SELECT DISTINCT DATE(\_PARTITIONTIME)
FROM `cdc-data.live.accounts_raw`
WHERE after.id IN ('BA0002C9')

Then, we had our anonymisation queries only delete data in the returned partitions (if there were any), resulting in queries that look as follows:

UPDATE `cdc-data.live.accounts_raw`
SET after.encrypted_iban = '4451f37eeffdf5'
WHERE after.id IN ('BA0002C9')
AND DATE(\_PARTITIONTIME) IN ('2019-02-25','2024-08-22')

Optimisation 2: Excluding some tables from deletions

We frequently needed to delete data from some large tables that contained the data of many merchants. We excluded some of these tables from deletions as they contain data that’s necessary for us to prevent fraud, as per Article 17(3)(b) of GDPR which states that the right to erasure does not apply if the processing of the data is necessary “for compliance with a legal obligation which requires processing or for the performance of a task carried out in the public interest or in the exercise of official authority vested in the controller”.

Optimisation 3: Eliminating repeated queries

The cost of some queries that we deemed cheap quickly added up. For example, we identified that a cheap query for retrieving which partitions a merchant’s data is in was being called many times for each request, resulting in high costs:

Repeated queries as seen in Alvin

There was no need to run identical queries many times, so we consolidated our application logic to only run these queries once.

Optimisation 4: Combining DML statements

For rows with multiple columns that required anonymisation, we initially executed a separate DML statement for each row. This was wasteful as each statement resulted in a full partition scan. For example, to anonymise the data in columns iban, email, and account_holder_name of a merchant with ID BA0002C9, we’d execute the following statements:

UPDATE `cdc-data.live.accounts_raw`
SET after.iban = '4451f37eeffdf5'
WHERE after.id IN ('BA0002C9')
AND DATE(\_PARTITIONTIME) IN ('2019-02-25','2024-08-22');

UPDATE `cdc-data.live.accounts_raw`
SET after.email = 'df6g9mfghh'
WHERE after.id IN ('BA0002C9')
AND DATE(\_PARTITIONTIME) IN ('2019-02-25','2024-08-22');

UPDATE `cdc-data.live.accounts_raw`
SET after.account_holder_name = 'E7085364'
WHERE after.id IN ('BA0002C9')
AND DATE(\_PARTITIONTIME) IN ('2019-02-25','2024-08-22');

Each statement would read the referenced partitions in full.

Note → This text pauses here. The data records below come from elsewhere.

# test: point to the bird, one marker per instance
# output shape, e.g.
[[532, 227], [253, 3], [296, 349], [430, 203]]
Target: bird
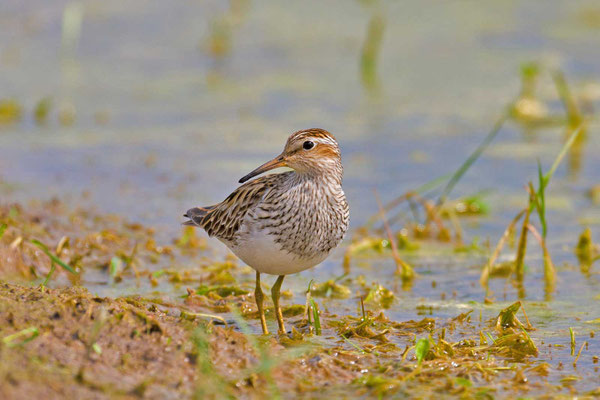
[[287, 222]]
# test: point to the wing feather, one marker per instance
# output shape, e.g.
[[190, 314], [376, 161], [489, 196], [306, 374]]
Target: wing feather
[[223, 220]]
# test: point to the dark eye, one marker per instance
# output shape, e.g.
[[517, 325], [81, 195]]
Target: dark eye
[[308, 145]]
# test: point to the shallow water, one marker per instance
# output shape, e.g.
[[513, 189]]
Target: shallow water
[[163, 124]]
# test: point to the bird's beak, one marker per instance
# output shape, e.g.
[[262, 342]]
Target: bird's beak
[[277, 162]]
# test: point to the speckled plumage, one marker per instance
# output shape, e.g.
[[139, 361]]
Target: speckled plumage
[[287, 222]]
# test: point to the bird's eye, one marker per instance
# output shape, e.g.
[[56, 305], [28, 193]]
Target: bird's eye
[[308, 145]]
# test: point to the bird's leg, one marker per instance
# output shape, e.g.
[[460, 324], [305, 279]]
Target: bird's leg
[[258, 296], [275, 294]]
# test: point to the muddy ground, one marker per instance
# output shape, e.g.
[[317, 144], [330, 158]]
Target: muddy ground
[[58, 340]]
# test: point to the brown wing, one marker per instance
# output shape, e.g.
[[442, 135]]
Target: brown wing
[[223, 220]]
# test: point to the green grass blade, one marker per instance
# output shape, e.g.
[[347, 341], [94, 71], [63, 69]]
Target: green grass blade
[[472, 158], [28, 334], [421, 349], [57, 260], [563, 152], [316, 317], [541, 199]]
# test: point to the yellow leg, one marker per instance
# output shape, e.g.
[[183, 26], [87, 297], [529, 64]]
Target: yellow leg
[[275, 294], [259, 297]]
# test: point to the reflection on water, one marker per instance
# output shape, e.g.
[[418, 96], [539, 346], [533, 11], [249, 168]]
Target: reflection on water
[[151, 108]]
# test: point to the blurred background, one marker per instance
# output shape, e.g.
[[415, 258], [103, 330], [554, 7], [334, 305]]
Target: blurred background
[[148, 108]]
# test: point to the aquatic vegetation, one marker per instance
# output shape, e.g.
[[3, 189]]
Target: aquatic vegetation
[[331, 289], [10, 111], [379, 296], [585, 250]]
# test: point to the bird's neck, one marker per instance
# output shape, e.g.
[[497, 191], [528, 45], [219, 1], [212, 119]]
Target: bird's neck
[[330, 175]]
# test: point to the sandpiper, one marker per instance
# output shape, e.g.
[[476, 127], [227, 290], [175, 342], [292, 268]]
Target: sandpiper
[[284, 223]]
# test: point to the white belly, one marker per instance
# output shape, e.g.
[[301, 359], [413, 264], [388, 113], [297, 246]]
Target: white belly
[[262, 253]]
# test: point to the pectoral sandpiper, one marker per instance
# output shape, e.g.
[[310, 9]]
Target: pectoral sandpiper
[[283, 223]]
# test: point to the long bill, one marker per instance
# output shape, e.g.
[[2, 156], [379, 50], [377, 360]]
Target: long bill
[[277, 162]]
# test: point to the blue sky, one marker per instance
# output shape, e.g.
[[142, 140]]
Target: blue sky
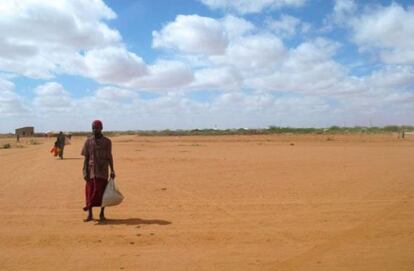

We optimised these statements by combining them into one. For the example above, executing the following statement instead would have reduced costs by two-thirds:

UPDATE `cdc-data.live.accounts_raw`
SET after.encrypted_iban = '4451f37eeffdf5', after.email = 'df6g9mfghh', after.account_holder_name = 'E7085364'
WHERE after.id IN ('BA0002C9')
AND DATE(\_PARTITIONTIME) IN ('2019-02-25','2024-08-22')

We could have applied the same principle to also batch multiple requests together, further reducing costs. However, that would have come with additional architectural complexity that wouldn’t have brought in substantial enough savings in our use case.

Optimisation 5: Executing queries under the BigQuery Enterprise editions pricing model

By reserving BigQuery compute capacity via the BigQuery editions pricing model, our queries were billed according to how much compute power they required to run rather than how much data they queried. This resulted in cost savings of around 90%:

Costs before and after migrating queries to BigQuery Editions

This optimisation was very effective as our deletion workloads run almost constantly and don’t need to finish quickly. In effect, the virtual compute units we reserve in BigQuery (called slots) are highly utilised and we don’t need to request large amounts of them, minimising the number of slots that could be wasted when the slot auto-scaler scales down.

Final Words

After all of the above optimisations, we’ve reduced our cost to anonymise the data of all 150,000 merchants from $3.5M to $6k. This is a huge saving and came from many iteration cycles which frequent profiling was an essential part of. We hope that what we have learned helps you optimise your workloads!